Britain’s fighter aircraft fleet is set to shrink to its smallest in the RAF’s history as ageing jets retire by the end of the decade, a new analysis warns. Numbers will be squeezed to only around 127 front line combat jets at best under current plans to retire Britain’s Tornado GR4s and early model Typhoons in 2019, before new F-35 stealth fighters arrive.
Defence chiefs have already warned that the RAF’s fast jet fleet is stretched to the limit and the new analysis from IHS Jane’s warns it is “perverse” to cut numbers further. The RAF’s 87 remaining Tornados and 53 tranche 1 Typhoons are scheduled to retire in 2019. By then, only 15 to 20 of the new F-35B jump jets will have arrived according to the analysis. The resulting fleet will be “the lowest number that the RAF will have fielded since its creation in 1918”.

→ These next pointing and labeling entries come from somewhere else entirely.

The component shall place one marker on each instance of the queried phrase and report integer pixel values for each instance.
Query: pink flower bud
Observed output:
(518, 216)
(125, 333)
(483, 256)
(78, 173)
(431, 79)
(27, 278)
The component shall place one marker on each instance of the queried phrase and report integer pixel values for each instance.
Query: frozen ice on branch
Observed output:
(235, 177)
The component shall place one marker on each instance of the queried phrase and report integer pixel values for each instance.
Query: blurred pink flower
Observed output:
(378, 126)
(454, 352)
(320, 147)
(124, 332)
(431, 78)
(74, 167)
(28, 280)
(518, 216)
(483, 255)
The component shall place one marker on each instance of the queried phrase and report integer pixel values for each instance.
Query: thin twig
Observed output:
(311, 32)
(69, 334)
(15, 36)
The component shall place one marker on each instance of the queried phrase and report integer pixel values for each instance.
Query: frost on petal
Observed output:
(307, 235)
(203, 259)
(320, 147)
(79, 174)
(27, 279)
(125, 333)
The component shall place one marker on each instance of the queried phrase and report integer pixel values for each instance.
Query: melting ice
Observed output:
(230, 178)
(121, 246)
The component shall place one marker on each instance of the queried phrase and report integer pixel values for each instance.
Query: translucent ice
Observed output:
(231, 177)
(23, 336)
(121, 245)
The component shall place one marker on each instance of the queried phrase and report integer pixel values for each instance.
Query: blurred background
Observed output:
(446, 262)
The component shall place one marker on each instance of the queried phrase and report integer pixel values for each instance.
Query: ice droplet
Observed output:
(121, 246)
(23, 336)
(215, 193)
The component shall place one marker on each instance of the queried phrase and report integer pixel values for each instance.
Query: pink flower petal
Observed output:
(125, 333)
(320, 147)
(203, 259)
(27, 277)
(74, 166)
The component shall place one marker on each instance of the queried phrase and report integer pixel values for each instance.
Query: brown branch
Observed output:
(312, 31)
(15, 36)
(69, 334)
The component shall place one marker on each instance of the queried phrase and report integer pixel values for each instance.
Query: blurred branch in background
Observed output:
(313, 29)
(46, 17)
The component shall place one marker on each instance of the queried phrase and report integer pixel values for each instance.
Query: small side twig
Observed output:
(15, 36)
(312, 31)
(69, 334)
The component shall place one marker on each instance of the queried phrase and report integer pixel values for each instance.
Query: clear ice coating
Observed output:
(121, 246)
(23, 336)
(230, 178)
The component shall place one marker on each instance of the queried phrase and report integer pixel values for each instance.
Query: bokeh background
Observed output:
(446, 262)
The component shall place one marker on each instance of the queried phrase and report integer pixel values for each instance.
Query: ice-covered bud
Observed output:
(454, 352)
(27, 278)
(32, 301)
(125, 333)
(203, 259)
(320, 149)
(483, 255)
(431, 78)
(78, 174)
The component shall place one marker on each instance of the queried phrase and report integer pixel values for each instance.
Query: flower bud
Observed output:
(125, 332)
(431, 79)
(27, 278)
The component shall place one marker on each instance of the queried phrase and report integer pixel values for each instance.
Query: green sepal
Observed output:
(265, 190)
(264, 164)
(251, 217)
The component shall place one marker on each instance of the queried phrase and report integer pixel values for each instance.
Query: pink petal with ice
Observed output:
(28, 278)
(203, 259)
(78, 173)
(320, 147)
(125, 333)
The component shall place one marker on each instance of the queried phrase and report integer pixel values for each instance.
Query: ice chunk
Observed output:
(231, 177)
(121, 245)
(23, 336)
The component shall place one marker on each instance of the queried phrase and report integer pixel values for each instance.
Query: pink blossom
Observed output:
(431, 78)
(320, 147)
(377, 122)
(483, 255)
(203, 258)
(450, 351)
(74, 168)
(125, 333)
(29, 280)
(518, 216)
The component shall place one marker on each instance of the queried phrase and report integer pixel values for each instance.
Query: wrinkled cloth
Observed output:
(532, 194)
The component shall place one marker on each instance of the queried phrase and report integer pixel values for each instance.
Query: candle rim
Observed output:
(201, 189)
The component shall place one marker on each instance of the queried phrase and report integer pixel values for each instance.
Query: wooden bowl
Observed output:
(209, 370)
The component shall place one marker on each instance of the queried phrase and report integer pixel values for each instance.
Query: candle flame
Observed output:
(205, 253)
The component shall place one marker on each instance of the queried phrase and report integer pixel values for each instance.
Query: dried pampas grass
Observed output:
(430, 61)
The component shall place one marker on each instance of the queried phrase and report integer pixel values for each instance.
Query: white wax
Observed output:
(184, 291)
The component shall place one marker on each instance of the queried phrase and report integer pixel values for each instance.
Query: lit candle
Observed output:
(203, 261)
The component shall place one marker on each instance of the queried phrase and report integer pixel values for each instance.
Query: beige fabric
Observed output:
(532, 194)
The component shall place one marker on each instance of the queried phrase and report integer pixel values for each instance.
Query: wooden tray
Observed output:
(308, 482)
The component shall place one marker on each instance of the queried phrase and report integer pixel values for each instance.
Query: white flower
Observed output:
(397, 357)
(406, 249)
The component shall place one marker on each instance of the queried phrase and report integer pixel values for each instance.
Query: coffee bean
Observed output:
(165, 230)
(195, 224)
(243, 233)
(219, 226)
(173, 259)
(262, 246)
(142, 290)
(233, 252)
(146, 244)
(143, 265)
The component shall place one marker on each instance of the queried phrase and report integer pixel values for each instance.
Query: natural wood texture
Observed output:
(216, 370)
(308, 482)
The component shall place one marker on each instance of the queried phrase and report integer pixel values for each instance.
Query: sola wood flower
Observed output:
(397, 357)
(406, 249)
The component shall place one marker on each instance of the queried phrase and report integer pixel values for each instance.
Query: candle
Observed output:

The RAF’s reduced fighter fleet will be made up of technically advanced planes but “no aircraft, no matter how capable, can be in more than one place at any time”, said Gareth Jennings, aviation desk editor at Jane’s. RAF chiefs have already told David Cameron they are struggling to provide enough fast jets to protect UK airspace, patrol the Falklands, bolster Nato flights in Eastern Europe and fly strike missions over Iraq.The analysis says that with those threats unlikely to be resolved anytime soon, “the further loss of UK air power at such a precarious time as this seems somewhat perverse”.
You can say that again. But the current European and American consensus seems to be that the maintenance and expansion of the Welfare State is far more important than the preservation of the State itself. And in any case, what good are RAF fighter jets against an enemy that arrives every day at Heathrow, having flown commercial?